80% of Our Code Is AI-Generated. Here's What We Learned.

Across my teams at Dropbox, 80% of new code committed in the last quarter was generated by AI tools. That number sounds shocking until you understand what it actually means. When Google CEO Sundar Pichai told investors in October 2024 that over 25% of new code at Google was AI-generated, people were surprised. GitHub's Octoverse 2024 report showed 73% of developers using AI tools. Six months later, 25% feels quaint. It doesn't mean engineers are idle. It doesn't mean quality dropped. It means the nature of engineering work shifted, and the shift happened faster than anyone predicted.

This post is a frank accounting of what that looks like in practice. Not the hype version, not the doom version. Just: here's what we observed.

What "80% AI-generated" actually means

The metric comes from our commit analysis tooling, which tags code based on whether it originated from an AI tool (Cursor, Claude Code, Copilot) before being committed. When I say 80%, I mean: the first draft of that code was produced by a machine. A human then reviewed it, refined it, and decided to ship it.

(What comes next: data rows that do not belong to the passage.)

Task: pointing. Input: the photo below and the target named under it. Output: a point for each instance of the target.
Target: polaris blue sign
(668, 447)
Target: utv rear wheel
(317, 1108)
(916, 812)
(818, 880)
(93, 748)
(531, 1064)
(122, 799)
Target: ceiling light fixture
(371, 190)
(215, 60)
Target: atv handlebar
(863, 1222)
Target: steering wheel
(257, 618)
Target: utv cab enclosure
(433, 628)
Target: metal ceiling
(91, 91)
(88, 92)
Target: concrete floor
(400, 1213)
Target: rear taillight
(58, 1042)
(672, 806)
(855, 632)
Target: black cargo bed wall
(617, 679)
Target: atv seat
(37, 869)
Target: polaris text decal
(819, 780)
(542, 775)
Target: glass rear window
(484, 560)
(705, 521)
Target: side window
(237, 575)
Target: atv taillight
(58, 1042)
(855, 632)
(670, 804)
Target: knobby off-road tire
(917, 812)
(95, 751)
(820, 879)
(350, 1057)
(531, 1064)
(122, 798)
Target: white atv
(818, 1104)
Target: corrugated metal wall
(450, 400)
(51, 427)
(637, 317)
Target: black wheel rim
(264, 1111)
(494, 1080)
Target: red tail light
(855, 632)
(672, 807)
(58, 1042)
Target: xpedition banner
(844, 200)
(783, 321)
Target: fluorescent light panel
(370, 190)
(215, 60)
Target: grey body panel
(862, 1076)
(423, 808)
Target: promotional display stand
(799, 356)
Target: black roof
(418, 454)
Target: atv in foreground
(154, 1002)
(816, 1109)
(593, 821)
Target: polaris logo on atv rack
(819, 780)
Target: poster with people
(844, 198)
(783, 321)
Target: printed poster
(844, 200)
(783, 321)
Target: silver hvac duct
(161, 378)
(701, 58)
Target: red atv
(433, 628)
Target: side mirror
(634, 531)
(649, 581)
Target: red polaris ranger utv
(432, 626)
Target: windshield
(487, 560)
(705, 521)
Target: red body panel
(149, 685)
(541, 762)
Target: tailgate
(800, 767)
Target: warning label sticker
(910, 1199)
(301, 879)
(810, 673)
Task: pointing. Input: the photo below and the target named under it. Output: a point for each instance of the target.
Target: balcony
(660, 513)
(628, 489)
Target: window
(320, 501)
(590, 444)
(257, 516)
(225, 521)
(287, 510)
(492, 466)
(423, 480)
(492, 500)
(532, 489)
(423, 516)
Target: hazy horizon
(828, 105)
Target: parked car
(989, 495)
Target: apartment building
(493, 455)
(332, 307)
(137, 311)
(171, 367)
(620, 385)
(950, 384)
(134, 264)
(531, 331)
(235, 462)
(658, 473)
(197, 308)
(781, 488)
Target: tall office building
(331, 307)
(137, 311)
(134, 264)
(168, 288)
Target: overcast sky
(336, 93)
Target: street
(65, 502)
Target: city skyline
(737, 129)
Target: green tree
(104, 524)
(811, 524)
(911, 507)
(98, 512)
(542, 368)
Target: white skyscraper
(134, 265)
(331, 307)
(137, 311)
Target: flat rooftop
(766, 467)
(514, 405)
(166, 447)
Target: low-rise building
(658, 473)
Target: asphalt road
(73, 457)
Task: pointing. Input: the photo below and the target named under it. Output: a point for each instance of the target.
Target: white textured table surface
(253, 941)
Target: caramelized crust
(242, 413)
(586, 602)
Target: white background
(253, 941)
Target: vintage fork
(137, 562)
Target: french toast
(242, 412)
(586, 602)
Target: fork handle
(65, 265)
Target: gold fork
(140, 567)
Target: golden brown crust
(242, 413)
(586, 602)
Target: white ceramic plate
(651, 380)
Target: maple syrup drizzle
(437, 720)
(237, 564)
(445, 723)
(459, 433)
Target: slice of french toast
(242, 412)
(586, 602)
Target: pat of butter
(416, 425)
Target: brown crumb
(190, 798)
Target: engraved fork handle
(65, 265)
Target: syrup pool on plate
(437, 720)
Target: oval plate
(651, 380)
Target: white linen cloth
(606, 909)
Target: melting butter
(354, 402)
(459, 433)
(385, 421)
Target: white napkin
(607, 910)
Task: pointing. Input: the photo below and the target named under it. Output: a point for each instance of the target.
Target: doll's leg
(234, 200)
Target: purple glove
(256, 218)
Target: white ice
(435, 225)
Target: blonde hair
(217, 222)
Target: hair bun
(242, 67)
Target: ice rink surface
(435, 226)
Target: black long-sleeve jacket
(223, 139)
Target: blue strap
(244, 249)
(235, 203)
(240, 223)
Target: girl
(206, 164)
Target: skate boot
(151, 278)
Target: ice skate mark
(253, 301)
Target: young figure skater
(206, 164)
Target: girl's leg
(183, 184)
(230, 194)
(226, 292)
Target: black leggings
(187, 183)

The human contribution didn't shrink. It shifted. Engineers spend less time typing and more time directing, reviewing, and architecting. The analogy I keep using internally: it's like going from hand-drafting blueprints to using CAD software. The architect's judgment matters just as much. The mechanical execution got automated.

Here's the breakdown by activity that I see across my org:

Writing new functions/methods from scratch: 90%+ AI-generated first drafts
Refactoring existing code: ~70% AI-assisted
Architecture decisions and system design: Still 100% human
Code review: Still 100% human (though AI summarization helps triage)
Debugging production issues: ~50% AI-assisted for hypothesis generation, still human-driven for root cause

The workflow stack

We've settled on a three-tool setup that covers different granularities of work.

Copilot handles autocomplete. It's the background hum. Engineers accept maybe 40% of its suggestions, reject the rest. Low friction, moderate value. Nobody thinks about it much anymore, like spell-check.

Cursor is the workhorse for inline work. Chat-driven refactoring, explaining unfamiliar code, generating implementations from comments. Engineers live in Cursor for their day-to-day. The "select code, ask a question" flow has replaced Googling and Stack Overflow almost entirely.

Claude Code handles the bigger tasks. Implementing a feature from a design doc. Writing a full test suite for a module. Debugging a complex issue across multiple files. I wrote about this shift in Scaling Agentic Engineering Without Breaking Your Team. The collective wisdom in Eugene Yan et al.'s What We've Learned From A Year of Building with LLMs applies here too: the model isn't the product, the system around it is. The key insight: Claude Code works best when you give it clear boundaries and let it operate autonomously within them, then review the output.

The combination matters. No single tool covers the full spectrum. Engineers who try to use only one tool hit walls constantly.

What improved

Time-to-first-draft collapsed. A feature that used to take a day to get a working skeleton now takes an hour or two. The skeleton might need refinement, but having something runnable to iterate on changes the entire feedback loop.

Boilerplate is essentially free. API clients, data models, serialization code, CRUD operations. All of it just appears. This was the first category where AI generation became uncontroversial, back in early 2024. Now nobody even thinks about writing a JSON decoder by hand.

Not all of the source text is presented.